In addition to being a highly effective poverty reduction tool, the Earned Income Tax Credit has been found to have a slew of other positive effects on recipients and their families. And in a decade that kicked off with an economic downturn and saw incomes stagnate and decline through a jobless recovery, the EITC tracked well with changes in a growing low-income population, bringing an economic boost into struggling communities at tax time.
But questions remain about how effective the EITC is in a downturn as steep as the one we’ve just experienced, as unemployment rises and it takes longer for job seekers to find new employment.
We now have new local level data from the IRS that can shed some light on those questions. The latest individual taxpayer data come from tax year 2008, or the 2009 tax filing season. (To download or map TY2008 data down to the ZIP code level, check out EITC Interactive.) These data provide information on the first year of the downturn, and confirm that the EITC played an important role for millions of families in boosting their take home pay as the deepest recession since the Great Depression took hold.
Overall the number of taxpayers receiving the EITC nationally increased by 350,000 filers between 2007 and 2008 to 24.1 million--a bump of 1.5 percent--even as total number of tax filers declined. Together, these changes led the share of filers claiming the EITC to increase from 16.0 percent to 17.5 percent in the space of one year. At the same time, EITC dollars claimed increased by $533 million in real terms, to reach almost $50 billion in 2008.
Multiple factors could explain the rise in EITC receipt, even as the recession pushed unemployment up. While some filers may lose EITC eligibility during a downturn due to job loss, others become eligible when two-earner families lose an earner; people get their hours cut or are only employed for part of the year; or people get laid off from good-paying jobs and end up in positions that pay less.
In the nation’s 100 largest metro areas—home to more than 62 percent of the country’s EITC filers--all but 8 metro areas saw the number of filers claiming the EITC increase in the first year of the downturn, with another 7 experiencing increases of less than half a percent. Many of these places--including Baton Rouge, Baltimore, Tulsa, and El Paso--remained relatively economically health through the first phase of the downturn (See this map).
At the other end of the spectrum, the largest increases in EITC receipt between 2007 and 2008 were clustered in Florida and the Inner Mountain West, regions at the leading edge of the downturn after the housing market collapse. In addition, metro areas that shed manufacturing jobs, including Detroit and Indianapolis, also saw EITC recipients increase from 2007 to 2008. While other metro areas--like Austin, D.C., Des Moines, Raleigh, and Nashville--experienced upticks in EITC recipients as they as quickly added population, including low-wage workers.
And these figures don’t take into account the expansions made to the EITC and Child Tax Credit under the American Recovery and Reinvestment Act that went into effect in TY2009 (and are credited with keeping 1.5 million out of poverty in that year).

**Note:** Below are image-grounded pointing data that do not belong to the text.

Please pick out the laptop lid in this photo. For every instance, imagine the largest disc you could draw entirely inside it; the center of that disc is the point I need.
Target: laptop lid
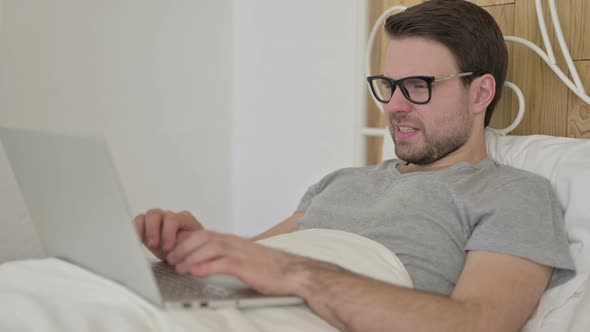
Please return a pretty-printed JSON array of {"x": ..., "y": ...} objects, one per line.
[{"x": 70, "y": 187}]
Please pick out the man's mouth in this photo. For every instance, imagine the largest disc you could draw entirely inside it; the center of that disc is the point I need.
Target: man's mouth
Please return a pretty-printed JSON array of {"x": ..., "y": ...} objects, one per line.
[
  {"x": 405, "y": 132},
  {"x": 406, "y": 129}
]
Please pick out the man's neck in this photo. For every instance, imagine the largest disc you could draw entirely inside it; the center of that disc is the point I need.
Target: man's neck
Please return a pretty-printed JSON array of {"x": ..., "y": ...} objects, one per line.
[{"x": 472, "y": 152}]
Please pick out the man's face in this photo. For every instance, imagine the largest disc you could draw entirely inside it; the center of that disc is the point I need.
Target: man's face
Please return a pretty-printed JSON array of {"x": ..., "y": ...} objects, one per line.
[{"x": 426, "y": 133}]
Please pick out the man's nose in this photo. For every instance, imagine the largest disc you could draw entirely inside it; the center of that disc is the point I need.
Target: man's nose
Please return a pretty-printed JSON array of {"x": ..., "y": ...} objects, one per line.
[{"x": 397, "y": 103}]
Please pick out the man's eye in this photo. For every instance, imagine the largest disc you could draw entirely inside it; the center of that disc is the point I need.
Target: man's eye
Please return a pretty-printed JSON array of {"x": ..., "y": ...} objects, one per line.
[{"x": 416, "y": 85}]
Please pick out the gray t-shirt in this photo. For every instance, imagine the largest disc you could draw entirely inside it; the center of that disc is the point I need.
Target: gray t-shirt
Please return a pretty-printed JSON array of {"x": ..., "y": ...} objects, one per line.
[{"x": 431, "y": 219}]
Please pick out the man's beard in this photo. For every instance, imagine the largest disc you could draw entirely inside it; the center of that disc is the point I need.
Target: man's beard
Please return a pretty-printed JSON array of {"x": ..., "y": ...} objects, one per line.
[{"x": 435, "y": 146}]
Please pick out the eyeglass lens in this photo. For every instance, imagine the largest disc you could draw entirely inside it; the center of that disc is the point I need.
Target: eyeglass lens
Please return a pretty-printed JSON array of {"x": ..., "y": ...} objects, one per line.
[{"x": 415, "y": 89}]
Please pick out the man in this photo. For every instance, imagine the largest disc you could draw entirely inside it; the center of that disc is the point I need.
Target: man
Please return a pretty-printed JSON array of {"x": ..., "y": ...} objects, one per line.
[{"x": 479, "y": 240}]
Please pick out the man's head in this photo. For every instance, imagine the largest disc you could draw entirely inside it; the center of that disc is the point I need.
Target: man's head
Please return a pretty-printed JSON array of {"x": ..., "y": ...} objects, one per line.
[{"x": 440, "y": 38}]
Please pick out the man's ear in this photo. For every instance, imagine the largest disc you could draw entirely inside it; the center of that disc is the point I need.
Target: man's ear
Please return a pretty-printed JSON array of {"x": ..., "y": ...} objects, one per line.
[{"x": 483, "y": 90}]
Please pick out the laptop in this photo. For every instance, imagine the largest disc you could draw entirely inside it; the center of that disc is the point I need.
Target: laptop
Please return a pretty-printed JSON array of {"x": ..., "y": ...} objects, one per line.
[{"x": 81, "y": 215}]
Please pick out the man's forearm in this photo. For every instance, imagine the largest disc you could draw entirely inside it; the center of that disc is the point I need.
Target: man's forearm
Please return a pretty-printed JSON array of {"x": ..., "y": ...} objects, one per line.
[{"x": 352, "y": 302}]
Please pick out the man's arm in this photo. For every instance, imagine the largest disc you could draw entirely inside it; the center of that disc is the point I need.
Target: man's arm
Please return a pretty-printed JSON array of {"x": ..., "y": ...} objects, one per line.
[{"x": 495, "y": 292}]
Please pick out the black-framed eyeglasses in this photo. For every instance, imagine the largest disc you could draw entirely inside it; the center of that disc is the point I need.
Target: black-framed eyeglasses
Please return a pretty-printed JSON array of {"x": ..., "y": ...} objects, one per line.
[{"x": 416, "y": 89}]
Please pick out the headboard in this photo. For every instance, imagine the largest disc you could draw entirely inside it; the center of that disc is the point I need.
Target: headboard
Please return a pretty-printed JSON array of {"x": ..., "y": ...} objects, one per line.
[{"x": 551, "y": 107}]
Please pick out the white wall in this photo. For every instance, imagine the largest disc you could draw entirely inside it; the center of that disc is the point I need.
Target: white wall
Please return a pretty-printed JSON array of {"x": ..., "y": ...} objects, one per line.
[
  {"x": 296, "y": 102},
  {"x": 154, "y": 76},
  {"x": 230, "y": 109}
]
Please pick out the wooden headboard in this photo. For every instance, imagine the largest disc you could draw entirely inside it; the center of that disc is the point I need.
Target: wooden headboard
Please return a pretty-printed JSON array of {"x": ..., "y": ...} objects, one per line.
[{"x": 551, "y": 108}]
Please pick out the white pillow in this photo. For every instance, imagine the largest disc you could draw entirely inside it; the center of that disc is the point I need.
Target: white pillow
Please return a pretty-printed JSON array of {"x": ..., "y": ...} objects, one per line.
[{"x": 566, "y": 163}]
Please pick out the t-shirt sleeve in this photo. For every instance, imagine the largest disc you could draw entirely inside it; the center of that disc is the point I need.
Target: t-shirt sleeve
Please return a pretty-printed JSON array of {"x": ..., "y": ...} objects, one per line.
[
  {"x": 524, "y": 218},
  {"x": 311, "y": 192},
  {"x": 315, "y": 189}
]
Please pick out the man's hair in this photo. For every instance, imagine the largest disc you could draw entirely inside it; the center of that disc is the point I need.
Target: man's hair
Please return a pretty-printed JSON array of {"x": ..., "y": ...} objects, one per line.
[{"x": 467, "y": 30}]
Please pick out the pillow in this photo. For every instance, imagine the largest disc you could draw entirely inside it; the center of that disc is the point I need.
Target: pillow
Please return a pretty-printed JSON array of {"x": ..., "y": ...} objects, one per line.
[{"x": 566, "y": 163}]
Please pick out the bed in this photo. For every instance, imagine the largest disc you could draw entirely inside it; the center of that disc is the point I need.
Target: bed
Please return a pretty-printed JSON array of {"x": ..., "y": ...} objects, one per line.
[{"x": 57, "y": 296}]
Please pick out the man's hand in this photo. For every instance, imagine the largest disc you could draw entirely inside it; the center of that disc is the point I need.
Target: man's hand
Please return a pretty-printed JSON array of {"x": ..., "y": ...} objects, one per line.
[
  {"x": 161, "y": 230},
  {"x": 267, "y": 270}
]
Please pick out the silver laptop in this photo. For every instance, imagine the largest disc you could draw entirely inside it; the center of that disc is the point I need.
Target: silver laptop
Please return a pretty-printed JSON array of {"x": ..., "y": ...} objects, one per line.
[{"x": 77, "y": 205}]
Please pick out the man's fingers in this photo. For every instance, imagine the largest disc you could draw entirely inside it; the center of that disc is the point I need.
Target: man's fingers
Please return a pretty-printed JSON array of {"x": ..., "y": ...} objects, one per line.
[
  {"x": 190, "y": 244},
  {"x": 170, "y": 227},
  {"x": 139, "y": 223},
  {"x": 153, "y": 223},
  {"x": 188, "y": 222}
]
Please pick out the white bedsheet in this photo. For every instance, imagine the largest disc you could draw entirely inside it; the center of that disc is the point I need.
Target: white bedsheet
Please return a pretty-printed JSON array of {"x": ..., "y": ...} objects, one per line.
[{"x": 52, "y": 295}]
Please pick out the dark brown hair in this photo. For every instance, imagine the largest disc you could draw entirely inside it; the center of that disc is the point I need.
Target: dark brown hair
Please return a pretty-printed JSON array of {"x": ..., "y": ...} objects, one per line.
[{"x": 468, "y": 31}]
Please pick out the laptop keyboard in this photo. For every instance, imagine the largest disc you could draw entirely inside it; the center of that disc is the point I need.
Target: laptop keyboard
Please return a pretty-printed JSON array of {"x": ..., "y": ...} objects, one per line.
[{"x": 183, "y": 287}]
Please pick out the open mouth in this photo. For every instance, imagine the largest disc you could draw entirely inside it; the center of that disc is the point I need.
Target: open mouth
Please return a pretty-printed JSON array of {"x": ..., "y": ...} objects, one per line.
[{"x": 405, "y": 132}]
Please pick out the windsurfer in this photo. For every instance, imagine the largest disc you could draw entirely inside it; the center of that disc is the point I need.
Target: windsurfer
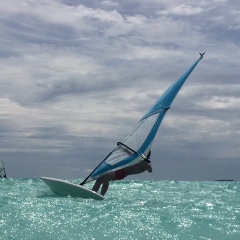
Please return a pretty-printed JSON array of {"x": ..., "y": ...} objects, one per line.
[{"x": 122, "y": 173}]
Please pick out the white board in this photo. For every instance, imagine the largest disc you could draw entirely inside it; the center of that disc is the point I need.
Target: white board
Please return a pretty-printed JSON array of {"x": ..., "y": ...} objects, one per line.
[{"x": 65, "y": 188}]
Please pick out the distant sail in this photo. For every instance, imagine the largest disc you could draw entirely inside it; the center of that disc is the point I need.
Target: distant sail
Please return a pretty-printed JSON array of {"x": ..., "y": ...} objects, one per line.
[
  {"x": 2, "y": 171},
  {"x": 135, "y": 147}
]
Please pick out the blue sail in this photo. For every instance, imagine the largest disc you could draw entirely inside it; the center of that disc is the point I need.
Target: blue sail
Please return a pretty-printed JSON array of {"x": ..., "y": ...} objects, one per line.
[{"x": 135, "y": 147}]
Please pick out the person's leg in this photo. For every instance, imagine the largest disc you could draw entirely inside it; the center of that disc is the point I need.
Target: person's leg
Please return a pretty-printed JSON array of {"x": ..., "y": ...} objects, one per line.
[{"x": 105, "y": 184}]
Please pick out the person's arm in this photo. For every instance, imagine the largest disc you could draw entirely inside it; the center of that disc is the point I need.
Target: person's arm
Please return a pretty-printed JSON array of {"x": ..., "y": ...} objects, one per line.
[{"x": 149, "y": 167}]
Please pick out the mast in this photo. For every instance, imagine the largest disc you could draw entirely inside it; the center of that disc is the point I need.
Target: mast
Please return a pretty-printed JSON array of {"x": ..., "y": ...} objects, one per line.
[{"x": 137, "y": 144}]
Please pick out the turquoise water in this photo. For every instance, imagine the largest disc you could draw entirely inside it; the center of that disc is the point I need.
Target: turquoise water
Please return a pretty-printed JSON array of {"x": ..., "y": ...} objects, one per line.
[{"x": 131, "y": 210}]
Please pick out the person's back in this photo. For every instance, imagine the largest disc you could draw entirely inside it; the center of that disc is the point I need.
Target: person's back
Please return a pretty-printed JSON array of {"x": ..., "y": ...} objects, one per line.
[{"x": 138, "y": 168}]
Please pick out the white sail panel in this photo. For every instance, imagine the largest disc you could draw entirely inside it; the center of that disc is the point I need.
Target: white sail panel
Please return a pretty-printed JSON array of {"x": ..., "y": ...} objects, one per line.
[{"x": 137, "y": 144}]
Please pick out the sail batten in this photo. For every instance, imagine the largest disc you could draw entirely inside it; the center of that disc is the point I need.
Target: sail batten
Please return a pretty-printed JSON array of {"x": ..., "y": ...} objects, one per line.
[{"x": 138, "y": 143}]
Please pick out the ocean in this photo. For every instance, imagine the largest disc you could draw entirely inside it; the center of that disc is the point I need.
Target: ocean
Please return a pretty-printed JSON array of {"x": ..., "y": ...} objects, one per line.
[{"x": 132, "y": 210}]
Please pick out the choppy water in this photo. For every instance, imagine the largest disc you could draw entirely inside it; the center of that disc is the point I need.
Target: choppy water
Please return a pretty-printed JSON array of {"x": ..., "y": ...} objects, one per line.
[{"x": 132, "y": 210}]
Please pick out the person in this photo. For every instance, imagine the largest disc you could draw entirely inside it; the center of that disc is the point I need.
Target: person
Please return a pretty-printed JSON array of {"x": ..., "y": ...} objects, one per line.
[{"x": 121, "y": 174}]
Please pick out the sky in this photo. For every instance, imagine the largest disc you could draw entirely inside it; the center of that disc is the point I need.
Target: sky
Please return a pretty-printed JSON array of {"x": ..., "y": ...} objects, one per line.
[{"x": 77, "y": 76}]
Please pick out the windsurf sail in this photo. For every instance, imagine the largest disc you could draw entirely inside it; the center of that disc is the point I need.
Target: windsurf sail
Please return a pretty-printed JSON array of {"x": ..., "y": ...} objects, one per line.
[
  {"x": 136, "y": 146},
  {"x": 2, "y": 171}
]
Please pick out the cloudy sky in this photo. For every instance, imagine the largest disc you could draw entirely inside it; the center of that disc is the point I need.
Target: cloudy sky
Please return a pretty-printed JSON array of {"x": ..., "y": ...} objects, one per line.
[{"x": 76, "y": 77}]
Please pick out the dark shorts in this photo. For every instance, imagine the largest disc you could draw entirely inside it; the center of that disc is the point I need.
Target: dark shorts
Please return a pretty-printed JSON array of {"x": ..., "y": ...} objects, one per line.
[{"x": 120, "y": 174}]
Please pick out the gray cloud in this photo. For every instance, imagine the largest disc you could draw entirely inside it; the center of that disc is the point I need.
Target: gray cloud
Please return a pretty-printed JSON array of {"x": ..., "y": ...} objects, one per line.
[{"x": 76, "y": 78}]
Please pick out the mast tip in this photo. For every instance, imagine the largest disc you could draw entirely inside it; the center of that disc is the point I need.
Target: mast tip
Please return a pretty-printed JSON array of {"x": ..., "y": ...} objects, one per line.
[{"x": 201, "y": 54}]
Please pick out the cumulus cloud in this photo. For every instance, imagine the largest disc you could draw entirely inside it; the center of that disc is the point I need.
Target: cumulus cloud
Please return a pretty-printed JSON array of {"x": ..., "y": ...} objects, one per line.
[{"x": 76, "y": 78}]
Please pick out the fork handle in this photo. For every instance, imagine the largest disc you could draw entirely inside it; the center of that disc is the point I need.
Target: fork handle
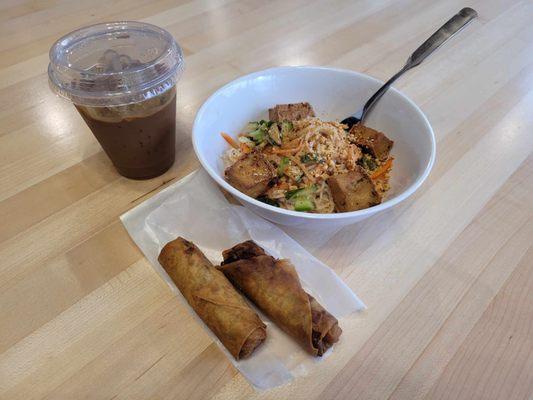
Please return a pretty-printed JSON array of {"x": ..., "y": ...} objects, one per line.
[{"x": 446, "y": 31}]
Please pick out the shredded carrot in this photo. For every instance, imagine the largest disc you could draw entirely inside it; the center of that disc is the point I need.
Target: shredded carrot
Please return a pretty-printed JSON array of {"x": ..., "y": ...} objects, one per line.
[
  {"x": 302, "y": 167},
  {"x": 245, "y": 149},
  {"x": 230, "y": 140},
  {"x": 387, "y": 165}
]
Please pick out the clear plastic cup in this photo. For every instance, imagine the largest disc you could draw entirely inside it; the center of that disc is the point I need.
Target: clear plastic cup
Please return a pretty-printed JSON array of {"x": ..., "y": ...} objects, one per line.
[{"x": 122, "y": 76}]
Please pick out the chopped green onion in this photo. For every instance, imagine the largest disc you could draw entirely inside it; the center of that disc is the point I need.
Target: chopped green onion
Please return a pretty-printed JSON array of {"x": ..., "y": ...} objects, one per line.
[
  {"x": 303, "y": 204},
  {"x": 275, "y": 135},
  {"x": 283, "y": 164}
]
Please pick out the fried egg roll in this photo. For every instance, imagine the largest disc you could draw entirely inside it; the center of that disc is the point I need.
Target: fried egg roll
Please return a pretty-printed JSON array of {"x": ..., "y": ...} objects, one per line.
[
  {"x": 213, "y": 298},
  {"x": 274, "y": 287}
]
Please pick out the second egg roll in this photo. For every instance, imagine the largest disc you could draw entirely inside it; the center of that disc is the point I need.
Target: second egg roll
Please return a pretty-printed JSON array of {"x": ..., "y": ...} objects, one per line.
[
  {"x": 274, "y": 287},
  {"x": 213, "y": 298}
]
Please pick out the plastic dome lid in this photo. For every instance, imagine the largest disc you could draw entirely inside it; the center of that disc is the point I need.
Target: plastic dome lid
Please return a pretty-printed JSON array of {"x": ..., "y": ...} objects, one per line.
[{"x": 114, "y": 63}]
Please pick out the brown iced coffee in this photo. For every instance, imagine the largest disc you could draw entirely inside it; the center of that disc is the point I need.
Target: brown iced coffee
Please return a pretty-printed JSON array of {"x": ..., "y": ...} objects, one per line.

However, the latest data indicate that the EITC continues to be an important policy tool for boosting incomes and providing an economic cushion to working families--and the communities in which they live--during downturns in the economic cycle. But it’s true that EITC only works for those who are working, which means efforts to strengthen and preserve safety net measures like unemployment insurance and food stamps become doubly important during periods with stubbornly high unemployment and weak job creation.